O litro do leite padrão entregue em abril (a ser pago em maio) foi calculado em R$ 1,2774 e a projeção para entregas feitas em maio (a serem pagas em junho) é de R$ 1,3061. O cálculo é feito pelo Conselho Paritário entre Produtores de Leite e Indústrias de Laticínios (Conseleite). Esses valores de referência têm como base o “leite padrão”, que deve conter 3,3% de gordura, 3,1% de proteína, 400 mil células somáticas por mililitro, 100 mil unidades formadoras de colônias por mililitro e uma produção individual diária de até 160 litros.

De acordo com o presidente do Sistema Federação da Agricultura e Pecuária do Estado de Minas Gerais (Sistema Faemg), Roberto Simões, a criação do valor médio é um grande avanço para o setor produtivo do leite e para as indústrias de Minas.

“Há anos, estamos tentando criar uma relação mais harmônica entre produtores e compradores da indústria. Depois de 22 meses de acurados os estudos, conseguimos lançar os primeiros preços de referência para um leite padrão. Esse produto vai ter o preço referência divulgado mês a mês. Todo mês teremos uma reunião em que vamos avaliar o mercado nos últimos 15 dias do mês anterior e 15 dias do mês em vigência. Então, o produtor terá uma antecipação, principalmente, da tendência, nem tanto é o valor absoluto, mas vai mostrar a tendência, por exemplo, se estamos em um período de alta, se estamos em período de baixa e o que está acontecendo com a indústria. E, assim, daremos condições do pecuarista planejar a produção”, destacou Simões.

Integração – Ainda segundo Simões, com a criação do Conseleite, a indústria passou a ter acesso a importantes informações do setor no Estado, como, por exemplo, a média das empresas que fazem parte do projeto comparada com o resultado de empresas que atuam em outros estados e médias nacionais. Assim, a indústria pode se situar melhor e aperfeiçoar o mercado.

“É um jogo de ganha-ganha. Nós teremos uma relação mais harmônica com a cadeia e teremos mais transparência dos dados, porque são abertos os custos de produção dos pecuaristas e os custos de transformação das indústrias. É o cotejamento desses dados que gera o preço de referência. É o preço médio de um leite padrão hipotético que pode subir até 26% caso o produtor melhore a qualidade. O valor também pode cair, até 8%, caso a qualidade seja menor.
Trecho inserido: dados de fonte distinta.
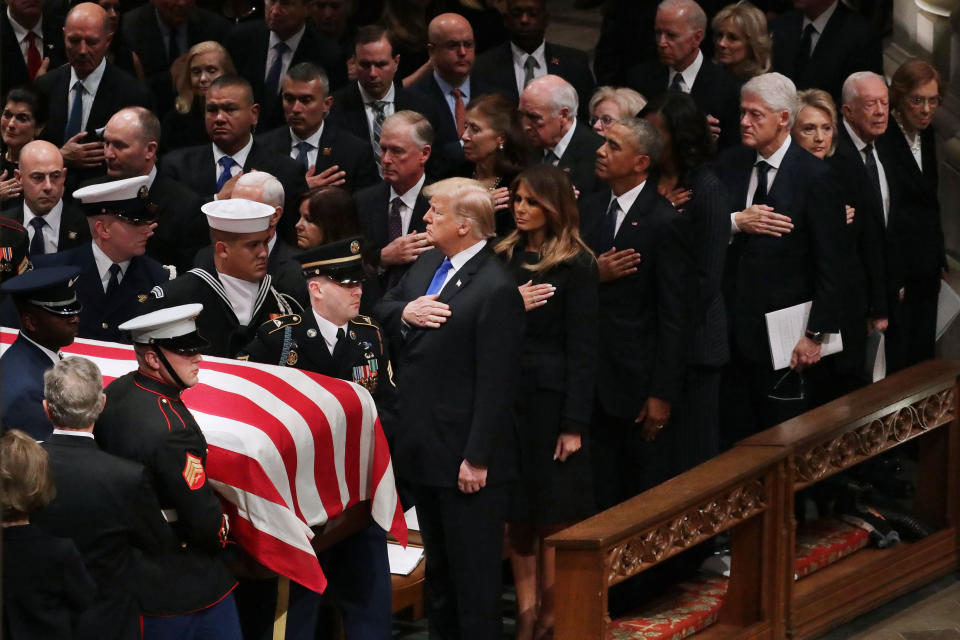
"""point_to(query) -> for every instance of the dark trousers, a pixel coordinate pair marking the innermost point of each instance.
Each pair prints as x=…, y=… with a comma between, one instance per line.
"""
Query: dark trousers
x=463, y=541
Além de tudo, é um estímulo à melhoria da qualidade do leite dos produtores e de Minas Gerais”, explicou Simões.

O vice-presidente do Sindicato das Indústrias de Laticínios de Minas Gerais (Silemg), José Antônio Bernardes, disse que o setor acompanhou todo o processo de criação do Conseleite e avalia de forma positiva o estabelecimento de um preço referência para batizar os negócios entre indústria e produtores.

“A indústria acompanhou, desde o começo, a elaboração do Conseleite de Minas, e nós temos conhecimento de como é feito em outros estados. A indústria recebe com bons olhos, esperamos que funcione. Esperamos também que realmente haja critérios para chegarmos a um consenso no preço de referência. É importante que o produtor e os usuários da ferramenta saibam que estamos trabalhando com preço referência, que hoje está compatível com a realidade do Estado”, afirmou Bernardes.